Death of the fold
What is the fold?
The fold finds it's origin in the newspaper business. In every stand or shop, the newspaper finds itself in folded-up condition, showing only the top half to potential buyers. Newspaper editors quickly realised they needed to put the important or interesting stuff above the fold to attract buyers.
This concept found it's way to webdesign. Although a website doesn't fold, the area it refers to is above the scroll, or what you see without scrolling.

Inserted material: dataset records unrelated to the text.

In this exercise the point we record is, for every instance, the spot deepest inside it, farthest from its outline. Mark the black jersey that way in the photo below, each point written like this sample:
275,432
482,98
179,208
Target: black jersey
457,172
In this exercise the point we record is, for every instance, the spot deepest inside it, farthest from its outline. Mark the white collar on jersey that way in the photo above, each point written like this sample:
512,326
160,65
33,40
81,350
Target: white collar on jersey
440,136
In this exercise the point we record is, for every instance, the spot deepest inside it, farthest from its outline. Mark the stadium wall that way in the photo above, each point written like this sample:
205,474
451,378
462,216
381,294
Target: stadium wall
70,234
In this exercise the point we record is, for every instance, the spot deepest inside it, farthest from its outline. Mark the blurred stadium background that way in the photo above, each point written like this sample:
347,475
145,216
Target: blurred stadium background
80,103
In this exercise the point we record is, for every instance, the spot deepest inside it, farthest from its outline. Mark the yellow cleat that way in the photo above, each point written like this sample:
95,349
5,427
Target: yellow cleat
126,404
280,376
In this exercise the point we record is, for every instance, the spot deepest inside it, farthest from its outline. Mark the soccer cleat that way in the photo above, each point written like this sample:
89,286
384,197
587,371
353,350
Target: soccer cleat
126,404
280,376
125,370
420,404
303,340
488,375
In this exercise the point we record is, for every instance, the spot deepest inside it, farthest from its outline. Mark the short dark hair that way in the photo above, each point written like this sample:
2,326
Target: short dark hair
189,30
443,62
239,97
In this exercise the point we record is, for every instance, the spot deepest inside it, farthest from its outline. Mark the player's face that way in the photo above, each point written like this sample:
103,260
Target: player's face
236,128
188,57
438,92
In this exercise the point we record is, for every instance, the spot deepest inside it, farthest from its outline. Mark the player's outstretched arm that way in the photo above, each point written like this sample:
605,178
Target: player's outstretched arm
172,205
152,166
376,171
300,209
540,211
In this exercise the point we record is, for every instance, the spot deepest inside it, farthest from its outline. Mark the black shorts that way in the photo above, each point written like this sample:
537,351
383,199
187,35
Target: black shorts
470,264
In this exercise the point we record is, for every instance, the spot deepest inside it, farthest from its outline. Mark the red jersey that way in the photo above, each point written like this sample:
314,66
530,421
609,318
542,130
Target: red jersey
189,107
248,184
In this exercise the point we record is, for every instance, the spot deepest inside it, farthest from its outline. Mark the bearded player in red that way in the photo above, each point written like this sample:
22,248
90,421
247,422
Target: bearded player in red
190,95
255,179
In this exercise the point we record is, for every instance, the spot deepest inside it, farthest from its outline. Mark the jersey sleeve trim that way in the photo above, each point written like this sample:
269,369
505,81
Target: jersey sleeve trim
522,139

This false idea makes designers and clients alike cram the top of their site with images, headlines, content and ads. Even if the fold ever existed in webdesign, it couldn't be any more dead now than ever, and here's why:
- Different resolution and screen sizes
- Responsive design
- Everybody scrolls!
"The term “above the fold” has, in my opinion, become outdated, much like the original medium it spawned from" -Patrick Yang
Back in the day, there were two screen resolutions mainly used: 800x600 and 1024x786. Finding out where the 'above the scroll' area would be, was relatively simple. Time's have changed though.
As you can see, a minor change in screen size and resolution might give you the feeling that the important message below the header-image will get lost.. Oh No! However, with the immense amount of varieties in screens these days, there is no way of knowing where the 'fold' will ever be, thus making planning for it obsolete.
Responsive design allows us to restructure elements when viewed on different screen sizes. A six column grid on desktop might turn into a 2 column grid on phone devices, thus taking up more vertical space.
It's astounding how many clients have come to me worryingly about which elements aren't falling 'above the fold' according to them. As if the majority of internet users don't realise there might be more content to see if they scroll down? Like we'd actually need arrows and visual clues to convince us there might be more to read further down? In fact, the majority of mobile users prefer scrolling over clicking links and having to go back and forth. Since that would cost them more effort, data, and load time.
If you observe a phone or tablet user on a website, you'll often see them scrolling up and down to make sure they can't find what they're looking for, before clicking on a link -> committing to loading a new page.
Call to action below the scroll
Now consider this: research has shown that people tend to scroll even before the top of the page finished loading, and conversion increased when putting call to action buttons further down the page.
You decide what people notice
Using colours, text sizes, images and micro animations, you decide where the visitors attention will be drawn to. Most people simply scan your content to find what they're looking for, and they won't mind scrolling at all. Just make sure they'll notice your Call To Action's so you can guide them towards your goal!